Configure Cloud Data Classification Platform

When you want to use the Cloud Data Classification Platform in Data Catalog, you first have to configure it.

Prerequisites

  • You have the ADMIN or SUPER role in Collibra Console.

Steps

  1. Open the DGC service settings for editing:
    1. Open Collibra Console.
      Collibra Console opens with the Infrastructure page.
    2. In the tab pane, expand an environment to show its services.
    3. In the tab pane, click the Data Governance Center service of that environment.
    4. Click Configuration.
    5. Click Edit configuration.
  2. Go to the Data Classification section.
  3. Enter the required information:

    Setting

    Description

    Machine Learning platform URL

    This setting requires the SUPER role.

    The address of the machine learning platform that will classify your data.

    Requester Name

    This setting requires the SUPER role.

    The unique name to identify the client when using Machine Learning platform.

    API key

    This setting requires the SUPER role.

    The API Key to authorize the requester when connecting to the Machine Learning platform.
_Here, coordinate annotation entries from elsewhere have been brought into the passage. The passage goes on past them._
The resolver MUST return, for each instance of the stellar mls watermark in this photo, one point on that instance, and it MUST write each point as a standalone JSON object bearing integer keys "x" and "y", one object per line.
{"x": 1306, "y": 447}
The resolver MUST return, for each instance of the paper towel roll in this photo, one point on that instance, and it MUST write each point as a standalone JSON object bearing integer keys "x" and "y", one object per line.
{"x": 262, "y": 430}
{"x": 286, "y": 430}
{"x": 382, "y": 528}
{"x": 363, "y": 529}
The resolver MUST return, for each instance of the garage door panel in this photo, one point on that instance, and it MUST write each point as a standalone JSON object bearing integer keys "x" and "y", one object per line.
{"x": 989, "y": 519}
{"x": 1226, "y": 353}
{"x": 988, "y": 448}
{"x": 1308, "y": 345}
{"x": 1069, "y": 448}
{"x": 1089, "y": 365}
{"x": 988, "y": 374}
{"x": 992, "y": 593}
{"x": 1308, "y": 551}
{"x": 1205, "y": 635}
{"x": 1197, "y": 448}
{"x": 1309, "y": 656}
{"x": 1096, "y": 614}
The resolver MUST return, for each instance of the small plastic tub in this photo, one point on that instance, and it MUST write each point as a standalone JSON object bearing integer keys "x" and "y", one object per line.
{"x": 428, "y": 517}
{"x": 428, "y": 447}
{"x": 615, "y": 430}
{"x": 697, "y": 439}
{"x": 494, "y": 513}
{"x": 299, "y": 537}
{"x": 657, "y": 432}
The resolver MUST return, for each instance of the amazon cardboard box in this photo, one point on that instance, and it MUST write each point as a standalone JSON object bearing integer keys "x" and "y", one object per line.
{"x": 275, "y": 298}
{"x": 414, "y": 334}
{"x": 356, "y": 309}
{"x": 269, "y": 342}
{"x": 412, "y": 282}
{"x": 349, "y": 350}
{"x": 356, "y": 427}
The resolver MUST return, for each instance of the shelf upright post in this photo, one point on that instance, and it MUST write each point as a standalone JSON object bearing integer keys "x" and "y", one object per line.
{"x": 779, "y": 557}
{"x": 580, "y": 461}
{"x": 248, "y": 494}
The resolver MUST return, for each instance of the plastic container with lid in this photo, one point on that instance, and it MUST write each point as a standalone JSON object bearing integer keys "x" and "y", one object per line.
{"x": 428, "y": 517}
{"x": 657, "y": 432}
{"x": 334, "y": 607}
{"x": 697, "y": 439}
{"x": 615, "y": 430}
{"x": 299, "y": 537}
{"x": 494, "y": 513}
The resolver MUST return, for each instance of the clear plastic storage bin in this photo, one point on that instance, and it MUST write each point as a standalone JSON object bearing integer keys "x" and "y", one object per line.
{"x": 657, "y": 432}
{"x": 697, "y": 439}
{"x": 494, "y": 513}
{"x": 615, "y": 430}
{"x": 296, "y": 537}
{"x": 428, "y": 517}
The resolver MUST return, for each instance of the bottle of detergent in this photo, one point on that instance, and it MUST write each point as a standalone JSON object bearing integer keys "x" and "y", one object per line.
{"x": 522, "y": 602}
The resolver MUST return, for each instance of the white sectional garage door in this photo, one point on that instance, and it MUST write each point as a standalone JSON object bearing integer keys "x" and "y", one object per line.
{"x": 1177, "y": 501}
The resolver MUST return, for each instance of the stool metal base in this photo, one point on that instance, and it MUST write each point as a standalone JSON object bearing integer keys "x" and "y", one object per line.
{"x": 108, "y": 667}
    Enable Data Classification

    • True: Enable Collibra's data classification technology.
    • False (default): Do not use Collibra's data classification technology are not accepted.

    This setting is no longer in use. For information, go to About Data Classification.

    Classification job execution timeout

    The maximum amount of time (in seconds) that a data classification job can run until it is canceled.

    The default value is 604,800, which is 1 week. This is also the maximum value.

    Tip This is a global timeout limit for the entire classification process. However, in your Edge classification capability, you can configure timeout limits for various job stages, for that job. Timeout limits that you configure in your Edge capability cannot exceed the value that you set in this Console setting.

    For more information, go to Set up Unified Data Classification.

    Unified Classification enabled

    Enables the Unified Data Classification method on Edge.

    • False: The feature is not enabled.

    Unified Classification migration tool enabled

    Enables the Unified Data Classification migration process.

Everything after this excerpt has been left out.